The Chinese also did not use any shade or shadows in their images.  They could not understand the Western use of shadows, or why anyone would even think about using them in their drawings.  In fact, when they saw shadows on Western drawings and paintings, they interpreted them as crude dark blotches.

So the Jesuits lumped Western representational methods into their teachings of other Western inventions, including water pumps, astronomy, etc.  The strategy was to use all of these Western cultural artifacts to try to bring the Chinese around to their Christian way of thinking.  And as we might suspect, this basic strategic plan did not go over all that well.  Thus, one metric of the Jesuits evangelical success was whether they could get the Chinese to adopt the linear perspective.  And this was basically futile;  while the Chinese saw the general beauty of the Western images, they did not see any improvement from what they had been doing for hundreds of years.  In fact, even the Chinese that converted to Christianity continued to use their traditional cultural drawing methods.
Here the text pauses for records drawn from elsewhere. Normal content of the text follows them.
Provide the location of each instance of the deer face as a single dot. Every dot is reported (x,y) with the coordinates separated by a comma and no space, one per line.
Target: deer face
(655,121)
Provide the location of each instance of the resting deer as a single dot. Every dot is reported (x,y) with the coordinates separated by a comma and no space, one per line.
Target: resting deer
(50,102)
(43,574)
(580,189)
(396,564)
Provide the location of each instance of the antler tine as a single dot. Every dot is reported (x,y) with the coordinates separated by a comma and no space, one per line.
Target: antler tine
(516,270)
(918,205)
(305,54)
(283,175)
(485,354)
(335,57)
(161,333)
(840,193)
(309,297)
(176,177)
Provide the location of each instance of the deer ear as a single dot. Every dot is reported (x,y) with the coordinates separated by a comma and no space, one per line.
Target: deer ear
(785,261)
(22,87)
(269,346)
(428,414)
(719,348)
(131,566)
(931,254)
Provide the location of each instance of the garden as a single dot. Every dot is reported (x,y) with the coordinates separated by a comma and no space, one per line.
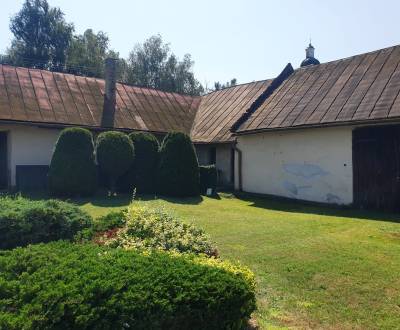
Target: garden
(79,257)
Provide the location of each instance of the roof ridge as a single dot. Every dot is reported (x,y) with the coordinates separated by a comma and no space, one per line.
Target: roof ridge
(286,72)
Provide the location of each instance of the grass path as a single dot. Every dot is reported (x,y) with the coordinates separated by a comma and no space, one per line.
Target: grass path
(316,267)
Something as simple as a graphic technique becomes embedded deeply into a culture.  The way we think impacts how we see. And how we draw impacts how we see.  These linkages form a deep cultural bond which typically is not broken, especially as we have seen when the Jesuits tried to force this on the Chinese people.

The Taoist mindset won out in the end.  For this states that nature and humanity are not separate.  thus it is silly to make a drawing with one viewpoint.  Sou Che wrote in the early 800s, “He who judges painting according to the concept of resemblance shows the understanding of a child.”

The traditional Chinese painting styles that were so entrenched in their culture was codified in the publication Mustard Seed Garden Manual of Painting by the Wang brothers in 1679.  This famous book gave incredibly specific rules for painters to follow.  What is of specific interest to us is the manner in which painters were exhorted to show how things work.  So if a road was to be depicted, it had to have a beginning and end.  If a spring was to be painted, it needed to have a source.  These sorts of instructions serve to establish a more holistic universe surrounding the painting.  And as should be clear by now, the more holistic the better.

The Jesuits ended their Chinese mission in 1773.  Their success at Christian conversions was on par with their success at Linear Perspective conversions.